BAKANLIK DEVREYE GİRDİ

Oğlu Bülent'i arayan Zeliha Dalgın, yaşam mücadelesinde zorlandı. Yaşlı aylığı yetmeyen Zeliha nineye, Aile ve Sosyal Hizmetler Bakanlığı tarafından huzurevi imkanı sağlandı. Bakıma muhtaç olduğu belirlenen Dalgın, İnegöl Fatma Göztepe Huzurevi'ne yerleştirildi.

Zeliha Dalgın, 'Elimden geleni yaptım. Ama hastalandım. Buraya geldim. Bana çocuk gibi baktılar. Şimdi iyiyim. Devlet bana sahip çıktı. Allah razı olsun. Babası da çok sertti o yüzden babasının da sözünü dinlemiyordu. Eşim 80'lerindeydi ayrıldık. Bana sahip çıkacak kimse yok. Bir ablam var. Ama o da sahip çıkmıyor. İsteseydi arardı burayı.' açıklamasında bulundu.

OĞLUNA SESLENDİ  Zeliha Dalgın sözlerine şöyle devam etti,

'Televizyona çocuğumu aramak için çıktım. Bana yardım ettiler. Çok güzel bir yere getirdiler. Oğlum uzun ekmek almadım diye evden kaçtı gitti. Bir daha onu görmedim. Çocuğumu kaç yerden arıyorlar hala bir haber gelmedi. Oğlum gidince buralarda kalmam dedim kendim çıktım evden. Benim yaşlı aylığım var oğlum daha hastaydı onun da aylığı vardı biz geçinip gidiyorduk. Kirada oturuyordum oğlum da gidince buralara düştüm ama güzel bir yere düşmüşüm. Televizyonda çıkıp çocuğumu arayacağım dedim onlar biz ararız dediler ama onlar da bulamadı. Kaç yaşında olursa olsun evlat olduğu için peşinden gideceğim. 44 yaşında ama ne yapayım çocuğum evlat. Daha öncesinde de İstanbul'da otururken böyle gitmişliği var, ara sıra esiyordu ama eve geri dönüyordu sonunda. Şimdi gelmedi. Oğlum benle yaşamak isterse ben de onunla yaşamak isterim ama istemezse burada kalırım. Oğlum bana sağ olduğunu söylesin, anne ben sağım desin bu bana yeter.

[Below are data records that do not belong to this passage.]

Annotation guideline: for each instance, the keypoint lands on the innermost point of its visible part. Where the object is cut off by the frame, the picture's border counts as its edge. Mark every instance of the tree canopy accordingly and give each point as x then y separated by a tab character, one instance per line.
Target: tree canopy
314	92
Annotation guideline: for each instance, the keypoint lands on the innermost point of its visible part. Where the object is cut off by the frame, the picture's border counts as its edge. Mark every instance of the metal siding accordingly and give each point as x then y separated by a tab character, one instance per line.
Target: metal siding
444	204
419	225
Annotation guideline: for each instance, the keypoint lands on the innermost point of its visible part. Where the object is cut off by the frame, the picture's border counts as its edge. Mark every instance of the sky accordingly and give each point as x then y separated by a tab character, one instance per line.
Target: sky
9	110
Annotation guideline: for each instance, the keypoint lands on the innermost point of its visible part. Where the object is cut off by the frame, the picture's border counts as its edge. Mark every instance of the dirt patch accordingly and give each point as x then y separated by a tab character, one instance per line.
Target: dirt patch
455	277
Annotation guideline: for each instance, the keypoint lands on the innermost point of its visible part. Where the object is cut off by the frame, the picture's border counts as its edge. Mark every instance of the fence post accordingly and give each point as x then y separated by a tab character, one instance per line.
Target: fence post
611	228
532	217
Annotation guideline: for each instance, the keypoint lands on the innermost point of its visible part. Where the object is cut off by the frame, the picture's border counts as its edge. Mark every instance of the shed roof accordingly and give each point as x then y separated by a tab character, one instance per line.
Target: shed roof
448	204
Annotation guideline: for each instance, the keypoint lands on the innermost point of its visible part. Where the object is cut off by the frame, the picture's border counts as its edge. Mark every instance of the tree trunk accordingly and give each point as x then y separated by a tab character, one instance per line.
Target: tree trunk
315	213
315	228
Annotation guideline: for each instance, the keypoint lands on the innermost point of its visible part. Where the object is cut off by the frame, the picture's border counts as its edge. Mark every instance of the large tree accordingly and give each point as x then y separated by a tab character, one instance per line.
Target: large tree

Ben yalnız çocuğuma seslenirim. Çocuğum çık gel. Evladım ben sensiz yaşayamam çık gel. Sen beni biliyorsun evladım niçin böyle yaptın annene. Oğlum hastalanınca onun üstüne çok düştüm. Kendimi çok yıprattım ama bana burada çok iyi bakıyorlar sağ olsunlar. Bunları da yaşamak varmış kaderimde. Babasına gitti desem en son öldüğünü duymuştum oraya da gitmemiştir. Babası oğluna hiç sahip çıkmadı. Bana ‘Anne bir kere başımı okşamadı' derdi. Ben de ona boş ver çocuğum ben seni seviyorum sil onu dedim. Tek çocuktu oğlum.

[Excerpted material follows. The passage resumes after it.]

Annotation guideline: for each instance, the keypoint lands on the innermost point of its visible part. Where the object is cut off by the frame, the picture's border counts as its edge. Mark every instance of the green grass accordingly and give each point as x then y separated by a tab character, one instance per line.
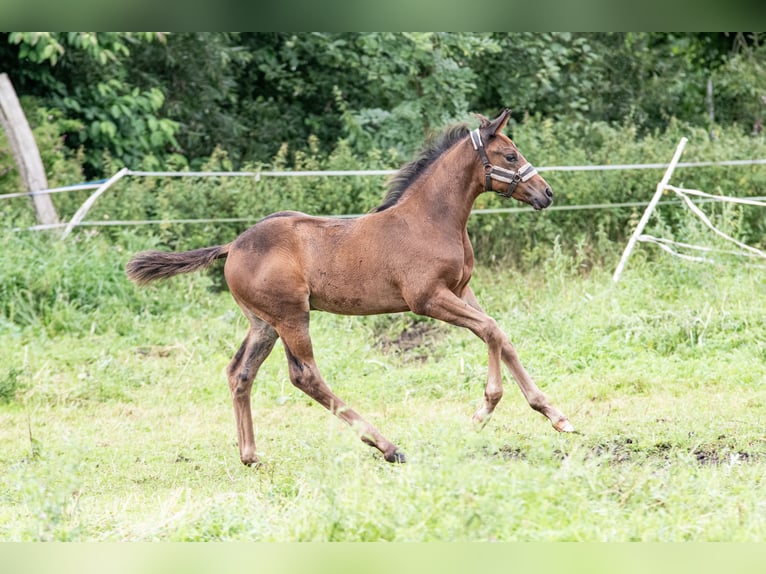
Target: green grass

HUZUREVİ MÜDÜRÜNDEN AÇIKALAMA

Huzurevi Müdürü Yasin Topçu ise, Zeliha Dalgın'ın son durumu hakkında açıklamalarda bulunarak,

'Tabi ki tüm yaşlılarımız bizim için değerli, hepsinin başımızın üzerinde yeri var. Aile ve Sosyal Hizmetler Bakanlığı olarak sosyal devlet anlayışı çerçevesinde yaşlılarımıza hizmet vermeye çalışıyoruz. Şuan huzurevimizde 55 tane yaşlımıza hizmet vermeye çalışıyoruz. Tüm yaşlılarımızın her biri ayrı dünya, ayrı değer, her biri ulu çınar. Son yaşlılarımızdan olan Zeliha teyzemizi Mayıs ayında misafir etmeye başladık. Teyzemiz evladını aramış ama bulamamış. Bu olay televizyonlara da yansıdı ancak bir noktada sonuca ulaşmadı. Bakanlığımız bakıma muhtaçlığı üzerine teyzemizi kuruluşumuza tertibini gerçekleştirdi. Yaşlı teyzemiz buraya ilk geldiğinde evinden ve oğlundan ayrılmıştı, kolay bir şey değil. Burada çalışanlarımızın sıcaklığını gördükten kısa bir süre sonra o travmalarını aştı, şuan en uyumlu yaşlılarımızdan. Biz burada yaşlılarımız için sosyal ve kültürel etkinlikler düzenliyoruz.' ifadelerine yer verdi.